Capitol Hill: First in nightlife, not necessarily first in the morning. The Mayor’s Office this Thursday announced new rules and procedure being put into place as part of the ongoing Seattle Nightlife Initiative.
We’ll have more on the noise code end of things in soon. In the meantime, starting Thursday night with a Capitol Hill-only rollout, Seattle parking payment machines with this blue and yellow label will allow drivers to pay for two hours the next morning for anybody with plans for overnight fun who doesn’t want to try to drive home in the wee hours. (UPDATE: Point of clarity — *all* pay stations in the city are enabled for the two hour grace period. We just got the promo stickers first)
One weak spot in the plan: You can’t buy the morning pass until 10 PM the night before. But we are also told the 24-hour-party people don’t really start motivating until midnight.
In the meantime, no update from East Precinct regarding the “meathead” ordinance designed to give officers a new tool to combat noisy late-night revelers with tickets and fines. Last we heard, enforcement of the rules on Capitol Hill was pending delayed training. So, in the meantime meatheads, please self police.
Here’s the announcement from Mayor Mike McGinn:
Mayor Mike McGinn today announced a pre-payment option for those who park their cars before going out. The mayor also updated the public on the Nightlife Initiative’s Code Compliance Team, taxi zones and a new Amplified Sound Rule for the city.
Starting today, April 21, people will see new blue and yellow informational stickers on the pay stations in the Pike-Pine and Capitol Hill neighborhoods. The stickers explain that after 10 p.m. two hours of parking for the following morning from 8 a.m. to 10 a.m. can be purchased to give drivers more time to get home safely and retrieve their vehicles the next day. The stickers will eventually be applied to all pay stations.
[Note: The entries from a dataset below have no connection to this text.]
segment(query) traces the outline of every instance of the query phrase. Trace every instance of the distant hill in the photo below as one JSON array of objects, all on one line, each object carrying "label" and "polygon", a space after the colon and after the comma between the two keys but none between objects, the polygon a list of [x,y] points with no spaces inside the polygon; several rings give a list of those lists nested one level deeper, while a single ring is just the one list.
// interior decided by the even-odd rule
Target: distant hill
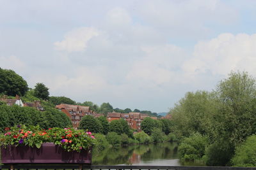
[{"label": "distant hill", "polygon": [[162,117],[165,117],[168,114],[168,112],[161,112],[161,113],[158,113],[158,115],[161,115]]}]

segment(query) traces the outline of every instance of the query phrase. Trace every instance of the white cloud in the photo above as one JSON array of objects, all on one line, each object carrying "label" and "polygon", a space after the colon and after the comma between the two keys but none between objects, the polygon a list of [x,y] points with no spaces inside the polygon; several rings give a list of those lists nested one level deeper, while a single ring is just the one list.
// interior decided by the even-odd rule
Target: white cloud
[{"label": "white cloud", "polygon": [[68,32],[64,36],[64,40],[54,43],[58,50],[83,52],[87,47],[88,42],[100,32],[93,27],[80,27]]},{"label": "white cloud", "polygon": [[22,71],[25,68],[25,63],[15,55],[0,56],[0,67],[14,71]]},{"label": "white cloud", "polygon": [[211,40],[198,42],[193,56],[183,65],[187,73],[200,74],[210,71],[214,74],[226,75],[232,70],[240,70],[256,74],[256,34],[220,34]]}]

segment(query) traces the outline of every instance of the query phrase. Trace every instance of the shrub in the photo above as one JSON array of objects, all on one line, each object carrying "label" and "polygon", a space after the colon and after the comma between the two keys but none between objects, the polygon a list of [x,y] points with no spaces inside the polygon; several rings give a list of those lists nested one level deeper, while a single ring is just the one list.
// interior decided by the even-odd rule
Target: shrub
[{"label": "shrub", "polygon": [[106,138],[113,146],[120,146],[121,145],[121,136],[116,132],[108,132]]},{"label": "shrub", "polygon": [[240,146],[236,149],[235,156],[232,159],[234,166],[256,166],[256,135],[250,136]]},{"label": "shrub", "polygon": [[121,134],[121,143],[122,145],[128,145],[129,144],[129,137],[126,134]]},{"label": "shrub", "polygon": [[179,156],[182,161],[200,160],[205,155],[205,147],[208,143],[207,137],[195,133],[184,138],[179,146]]},{"label": "shrub", "polygon": [[170,142],[176,142],[178,141],[176,135],[173,133],[170,133],[167,135],[167,141]]},{"label": "shrub", "polygon": [[166,135],[160,129],[154,128],[151,138],[154,142],[163,142],[164,141],[164,138],[166,138]]},{"label": "shrub", "polygon": [[149,143],[150,137],[147,134],[144,132],[144,131],[137,132],[134,134],[133,136],[134,136],[135,139],[138,140],[140,142],[140,143]]},{"label": "shrub", "polygon": [[105,135],[102,134],[96,134],[94,137],[95,138],[95,145],[93,150],[97,151],[101,151],[109,146]]},{"label": "shrub", "polygon": [[79,129],[88,130],[94,133],[100,133],[102,131],[102,126],[95,117],[86,115],[81,120]]},{"label": "shrub", "polygon": [[225,141],[216,141],[205,149],[207,166],[225,166],[234,155],[234,148]]}]

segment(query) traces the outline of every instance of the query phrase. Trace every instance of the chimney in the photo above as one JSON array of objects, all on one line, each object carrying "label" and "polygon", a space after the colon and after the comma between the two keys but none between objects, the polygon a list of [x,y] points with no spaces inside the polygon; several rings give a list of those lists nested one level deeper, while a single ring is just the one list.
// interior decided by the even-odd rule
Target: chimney
[{"label": "chimney", "polygon": [[17,94],[16,94],[15,98],[17,100],[20,100],[20,96]]}]

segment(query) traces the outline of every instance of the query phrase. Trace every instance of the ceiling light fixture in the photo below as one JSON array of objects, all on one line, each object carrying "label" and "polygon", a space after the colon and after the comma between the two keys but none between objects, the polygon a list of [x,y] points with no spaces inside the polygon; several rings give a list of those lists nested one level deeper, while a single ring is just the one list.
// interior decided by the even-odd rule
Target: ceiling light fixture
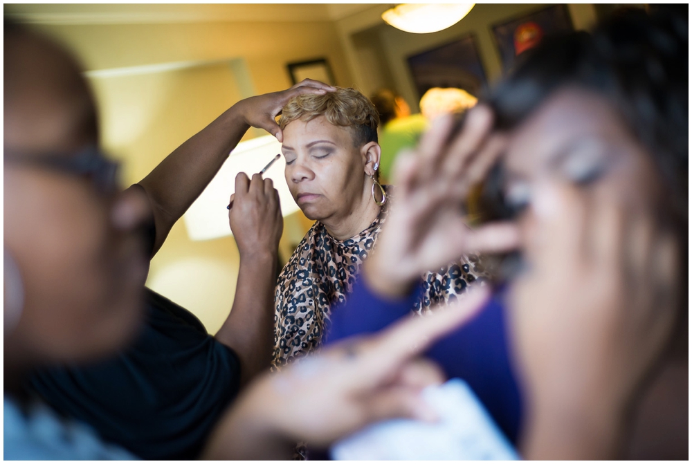
[{"label": "ceiling light fixture", "polygon": [[388,24],[407,33],[427,34],[446,29],[468,14],[475,3],[402,3],[382,13]]}]

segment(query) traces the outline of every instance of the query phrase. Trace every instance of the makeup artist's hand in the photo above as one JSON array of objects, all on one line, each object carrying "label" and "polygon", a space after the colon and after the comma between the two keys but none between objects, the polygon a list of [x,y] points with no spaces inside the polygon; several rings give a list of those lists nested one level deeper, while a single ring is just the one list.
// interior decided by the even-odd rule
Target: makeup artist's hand
[{"label": "makeup artist's hand", "polygon": [[250,180],[244,172],[239,173],[230,202],[233,205],[228,212],[228,221],[241,258],[255,253],[275,254],[284,219],[279,192],[271,179],[255,174]]},{"label": "makeup artist's hand", "polygon": [[[670,337],[679,253],[650,212],[546,182],[541,231],[509,300],[531,459],[610,459],[638,387]],[[624,203],[624,204],[623,204]]]},{"label": "makeup artist's hand", "polygon": [[472,317],[479,288],[435,314],[408,317],[378,334],[351,338],[265,374],[219,423],[208,459],[286,459],[295,443],[326,447],[365,425],[394,418],[434,420],[421,389],[444,379],[421,353]]},{"label": "makeup artist's hand", "polygon": [[514,225],[471,229],[462,207],[504,147],[504,138],[491,133],[491,110],[471,109],[463,129],[450,140],[453,124],[450,115],[437,119],[417,149],[397,158],[396,201],[364,268],[368,286],[381,295],[403,295],[421,274],[466,253],[503,251],[518,244]]},{"label": "makeup artist's hand", "polygon": [[293,86],[280,92],[246,98],[235,104],[241,111],[245,122],[253,127],[264,129],[283,142],[284,135],[275,118],[281,114],[281,110],[289,100],[299,95],[315,93],[321,95],[336,90],[331,86],[319,81],[305,79]]}]

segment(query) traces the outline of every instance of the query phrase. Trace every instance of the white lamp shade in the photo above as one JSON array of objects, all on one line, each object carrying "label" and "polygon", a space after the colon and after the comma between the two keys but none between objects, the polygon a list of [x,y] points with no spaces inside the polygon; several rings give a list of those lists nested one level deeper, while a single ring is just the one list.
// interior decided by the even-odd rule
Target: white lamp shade
[{"label": "white lamp shade", "polygon": [[[226,206],[235,192],[235,176],[244,172],[248,177],[260,172],[266,163],[281,153],[281,144],[273,136],[257,137],[241,142],[231,151],[216,176],[183,215],[191,240],[209,240],[233,235],[228,225]],[[293,201],[284,177],[286,160],[282,156],[264,173],[279,192],[281,212],[285,217],[300,208]]]},{"label": "white lamp shade", "polygon": [[402,3],[382,13],[388,24],[407,33],[436,33],[456,24],[475,3]]}]

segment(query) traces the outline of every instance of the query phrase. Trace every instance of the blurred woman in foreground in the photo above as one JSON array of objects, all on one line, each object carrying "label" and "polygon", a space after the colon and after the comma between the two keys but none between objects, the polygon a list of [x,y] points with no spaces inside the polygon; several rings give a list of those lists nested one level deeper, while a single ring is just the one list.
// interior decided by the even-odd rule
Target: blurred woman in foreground
[{"label": "blurred woman in foreground", "polygon": [[476,390],[491,411],[520,386],[509,409],[524,411],[527,457],[686,456],[687,53],[686,18],[635,11],[546,41],[459,135],[437,121],[398,166],[401,203],[330,337],[379,330],[410,310],[421,270],[500,245],[489,224],[463,228],[459,205],[504,154],[498,210],[523,263],[469,325],[511,362],[469,369],[467,328],[430,355],[448,375],[480,372],[480,388],[501,379]]}]

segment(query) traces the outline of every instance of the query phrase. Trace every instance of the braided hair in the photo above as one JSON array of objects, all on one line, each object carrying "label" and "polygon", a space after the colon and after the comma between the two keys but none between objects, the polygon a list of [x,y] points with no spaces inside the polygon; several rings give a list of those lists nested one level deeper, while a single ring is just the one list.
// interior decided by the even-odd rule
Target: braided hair
[{"label": "braided hair", "polygon": [[573,33],[520,57],[490,95],[496,126],[511,129],[558,89],[585,88],[608,98],[648,148],[671,206],[688,223],[689,68],[686,17],[660,8],[614,15],[593,35]]}]

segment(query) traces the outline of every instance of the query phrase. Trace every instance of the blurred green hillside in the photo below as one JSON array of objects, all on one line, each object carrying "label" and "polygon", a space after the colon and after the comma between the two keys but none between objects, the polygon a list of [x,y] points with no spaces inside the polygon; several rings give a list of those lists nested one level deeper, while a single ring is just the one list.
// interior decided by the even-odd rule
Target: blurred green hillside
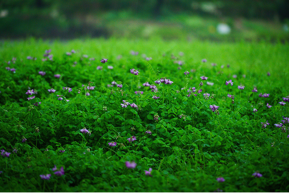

“There is nothing that restaurant and bar owners want more than a safe and vibrant nightlife,” said Quentin Ertel, owner of The Saint and Havana. “The cornerstone of a successful business is return customers, and the key to return customers is having them arrive home safely. The pre-payment option is a brilliant idea that takes great strides toward the goal of having fun and being safe. It’s a win for everybody involved.”
In addition, the City of Seattle will work with property owners and businesses in Downtown, Belltown, Pioneer Square, Broadway, University District and Ballard to set up late-night taxi zones. These new zones will provide a safe and visible sidewalk location for people to hail a taxi. This work is scheduled to take place over the next two to three months.
Another component of the Nightlife Initiative is a new Nighttime Amplified Sound Rule, which sets a limit of 65db(C) on noise affecting residential dwelling units. The new rule is the product of extensive community input and consultation with nightlife businesses. It includes incentives for businesses to mitigate noise complaints before facing fines and enforcement action. McGinn will conduct an annual review going forward, to ensure that rules are fairly enforced.
“The Nightlife Initiative grew out of a need to support our local businesses, encourage a safer nightlife experience and build urban vibrancy in Seattle,” said McGinn. “That’s why a comprehensive approach is so important. The eight components of the initiative all work together to build stronger neighborhoods, public safety and nightlife in our city.”
The Nightlife Initiative’s Code Compliance Team (CCT) has been hard at work. After extensive negotiations with the State, the Washington State Liquor Control Board last week approved the City’s request to include new public safety conditions in a nightclub liquor license. Going forward, the City will request that each nightclub show that it has (1) a written safety plan on file, (2) professional training for security personnel, and (3) compliance with fire code occupancy requirements, in order to obtain or renew a liquor license. At the mayor’s direction, the CCT also worked closely with Seattle Police to address neighborhood complaints concerning a series of “rave” parties at The Citadel, near Othello station. SPD has sent a nuisance letter to the owner of the property, and the owner is working to address the community’s concerns.